Uploading Your First Dataset

The first time you log in to LightTag you’ll arrive at the OnBoarding section which begins with defining a Dataset.

A Dataset is a collection of Examples with some specifications about how we’d like to show them to our annotators.

When you first start with LightTag we’ll ask you to specify a Dataset and upload examples. Here is what that process looks like

Uploading a dataset

Naming Our Datset

We gave our dataset a name “Example Upload” then selected the JSON file with our data.

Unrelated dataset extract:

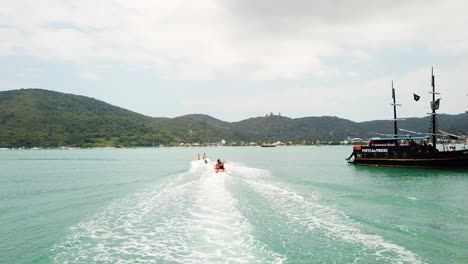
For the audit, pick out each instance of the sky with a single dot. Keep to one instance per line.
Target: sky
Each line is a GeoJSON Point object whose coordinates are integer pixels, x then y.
{"type": "Point", "coordinates": [236, 59]}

Then LightTag read the JSON and saw what fields exist on the individual JSON objects.

Defining what to annotate

LightTag asked us “What field in the objects contains the text you want to annotate?” and we said Message

Uploading a dataset

Specifying the Message is the field that contains the data to be annotated

If you look at the animation above, it goes through a few other options that we will come back to in a moment. For now we’ve defined a Dataset named “Example Upload”, uploaded the actual data and told LightTag we want to annotate the text in the Message field.

Adding a Unique Constraint

LightTag wants to maintain the integrity of your data. If your data has a field on it that should be unique in the dataset you can specify as much and LightTag will enforce that unique constraint for you. This can be useful if you plan to update your datasets and want to ensure you don’t add duplicates. In our simple example we don’t have a field for this and so left that option blank.

Selecting a unique id

Selecting (or in this case, leaving blank) a Unique id

Showing multiple examples together

The way we defined our Dataset, LightTag will show an annotator exactly one message at a time. When we are dealing with independent texts (like distinct articles) this might make sense. But when dealing with a conversation we might want to have the annotator go through all of the messages in the conversation so that they can be aware of the context.

To facilitate this, LightTag lets you specify an optional aggregation_key. This tells LightTag that we should show all Examples with the a shared value of that key together. In our example, “Conv_id” is a good aggregation key

Selecting an aggregation key

Choosing Conv_id as the field to aggregate Examples by

Of course, we’d like to show the messages in a conversation in the order in which they came. LightTag allows us to specify an order key which does exactly that. In our case, a natural choice for sorting would be Time

Danger

Since JSON has no native representation of time, LightTag can’t sort by your date and time strings correctly. To get over this problem, either convert your dates to epoch time or add a field with the sequential order.